Just to add to the above.
Totally agree you want an approach to saving your Aperture adjustments. I initially used the functionality LR provided. It takes every Aperture adjusted file and creates a jpeg (perhaps tif as a choice, forget) and dumps them all into one folder. Leaving you with countless images you don't care about and all of them separate from the "project" folder. I trashed that catalog. I them went through every project in Aperture, filtered for 4 and 5 stars and exported those as tif's back to the same project folder. For the import to LR, I turned off its functionality.
LR's library import routine did a stellar job. Can't say the same for C1 where I was initially going.
LR did "find" over 1,000 (out of 33,000) images Aperture should have had a preview for but did not. Nor could it as I reprocessed the entire library prior to the import into LR. As I mentioned above, stability. It was never a solid database, nor was iPhoto, perhaps Photos as well -- I don't use it. The files were there, obviously the links were in Aperture as that's what LR picked up, no previews in Aperture. Nice to have them back.
I also did a major pruning and made sure my ratings and keywords were exactly what I wanted. Better to do those in an app I was very familiar with than something new.

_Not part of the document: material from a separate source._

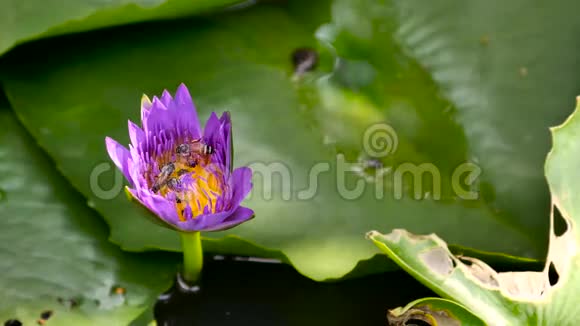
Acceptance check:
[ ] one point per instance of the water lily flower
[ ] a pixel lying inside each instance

Learn the LR shortcuts for functions you frequently use. They make getting around it far simpler.
If DAM is important to you, LR is the king of the hill. Limited to photography, it also trounces any standalone DAM apps I looked at. If DAM is not important, you have plenty of choices. Most with better demosaicing. Some free, Darktable being excellent in my view.
I had spent about 18 months with LR due to lack of camera support but went back once support for XTrans was available. The moment Apple announced the discontinuation of Aperture I bought the current versions of LR and C1. Played with both for over a year, ran 2,000 like images through all 3. In the end my conclusions were: Aperture is dead and it's only a matter of time irrespective of how much I like it. LR is solid, I gave up some excellence on the Develop side but DAM was superb and it just worked. C1 (v7 & 8) Develop side is superb other than the initial renders of color hue. At infrequent times almost comical with what it initially renders for color. Though not the simplest to get my hands around. The DAM side was little better than using a browser, very picky with jpegs and tifs. Sometimes it won't import them. As my better shots typically have jpeg or tif counterparts, this was a hassle. LR was the easy pick. No regrets.